Oh, yes, one more issue: You have to consider what happens to the charge once it is created on one atom inside the volume of the source. If the material of the source is a conducting material, then any net charge must reside on the surface, so this puts the excess charge on the surface where it is easier for it to be neutralized by the environment.

QUESTION:
My question is, why do particles in a solid stick together? Also, what happens on the atomic scale to make the solid "break" apart when the substance is melted?

ANSWER:
Think of an atom as a tiny positively charged nucleus surrounded by a "cloud" of electrons. When these two atoms approach each other there is, when they are farther apart than their sizes, no force because each is electrically neutral. As the clouds begin to overlap, there is a repulsion due to the force between electrons, but there is also an attraction because the electrons in one atom are attracted to the nucleus of the other. In most cases there is a region, that is a range of separations, for which the attractive force is larger than the repulsive force and the result is that the two atoms may bind together. This is what causes molecules to form and what causes solids to form. However, this sticking together depends upon the kinetic energy of the individual atoms; and, the average kinetic energy of the atoms is simply a measure of the temperature of the collection of atoms. For example, consider a hydrogen molecule H₂: think of the binding as a tiny spring connecting the two atoms and, when the H₂ gas is heated up, some of the kinetic energy is taken by the oscillating pairs of atoms such that the amplitude of oscillation may be large enough to "break" the spring.

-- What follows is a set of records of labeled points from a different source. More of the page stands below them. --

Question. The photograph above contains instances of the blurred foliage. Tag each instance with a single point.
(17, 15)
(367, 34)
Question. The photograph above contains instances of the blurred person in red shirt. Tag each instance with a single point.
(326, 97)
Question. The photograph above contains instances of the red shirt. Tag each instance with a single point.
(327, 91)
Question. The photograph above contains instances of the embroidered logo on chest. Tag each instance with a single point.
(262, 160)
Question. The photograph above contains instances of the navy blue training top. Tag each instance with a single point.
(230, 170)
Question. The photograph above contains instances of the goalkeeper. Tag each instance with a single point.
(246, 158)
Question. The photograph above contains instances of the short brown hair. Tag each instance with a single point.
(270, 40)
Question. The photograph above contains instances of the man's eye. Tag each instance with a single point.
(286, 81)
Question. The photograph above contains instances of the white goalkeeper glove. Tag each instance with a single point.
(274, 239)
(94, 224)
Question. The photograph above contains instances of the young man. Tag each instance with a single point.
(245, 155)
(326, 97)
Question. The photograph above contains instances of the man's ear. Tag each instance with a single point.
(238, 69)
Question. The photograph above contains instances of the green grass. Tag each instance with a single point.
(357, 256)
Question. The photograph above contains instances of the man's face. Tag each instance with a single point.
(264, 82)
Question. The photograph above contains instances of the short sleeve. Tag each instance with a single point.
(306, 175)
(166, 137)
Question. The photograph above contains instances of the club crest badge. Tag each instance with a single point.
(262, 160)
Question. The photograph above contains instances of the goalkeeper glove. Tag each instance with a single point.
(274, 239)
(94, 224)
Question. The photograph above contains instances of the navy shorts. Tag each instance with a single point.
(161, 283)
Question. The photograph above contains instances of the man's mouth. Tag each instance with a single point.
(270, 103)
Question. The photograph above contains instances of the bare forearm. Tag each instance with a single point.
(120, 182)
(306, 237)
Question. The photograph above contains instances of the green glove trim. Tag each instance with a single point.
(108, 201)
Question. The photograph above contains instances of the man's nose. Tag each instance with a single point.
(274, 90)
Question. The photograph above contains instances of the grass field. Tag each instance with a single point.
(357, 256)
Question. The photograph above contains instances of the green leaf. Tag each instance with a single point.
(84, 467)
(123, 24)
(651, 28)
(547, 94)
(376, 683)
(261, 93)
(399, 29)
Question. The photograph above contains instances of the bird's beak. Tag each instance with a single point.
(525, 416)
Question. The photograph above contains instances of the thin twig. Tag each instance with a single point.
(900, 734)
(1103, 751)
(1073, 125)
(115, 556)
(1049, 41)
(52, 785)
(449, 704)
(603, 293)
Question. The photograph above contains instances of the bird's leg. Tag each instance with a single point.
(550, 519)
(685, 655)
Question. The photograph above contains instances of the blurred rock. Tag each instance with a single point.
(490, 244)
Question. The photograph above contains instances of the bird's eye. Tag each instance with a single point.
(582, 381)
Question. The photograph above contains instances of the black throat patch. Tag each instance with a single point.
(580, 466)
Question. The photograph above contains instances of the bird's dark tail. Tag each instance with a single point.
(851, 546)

This same thing happens in a solid where we may think of all the atoms as being rigidly bound to their neighbors. As the solid is heated up, the bonds break and the solid is no longer a solid. At first it is a liquid where the atoms or molecules move around in close proximity to their neighbors with bonds being constantly in a flux of bonding and breaking again. As more energy is added to the liquid, individual atoms or molecules acquire enough kinetic energy to escape entirely forming a gas.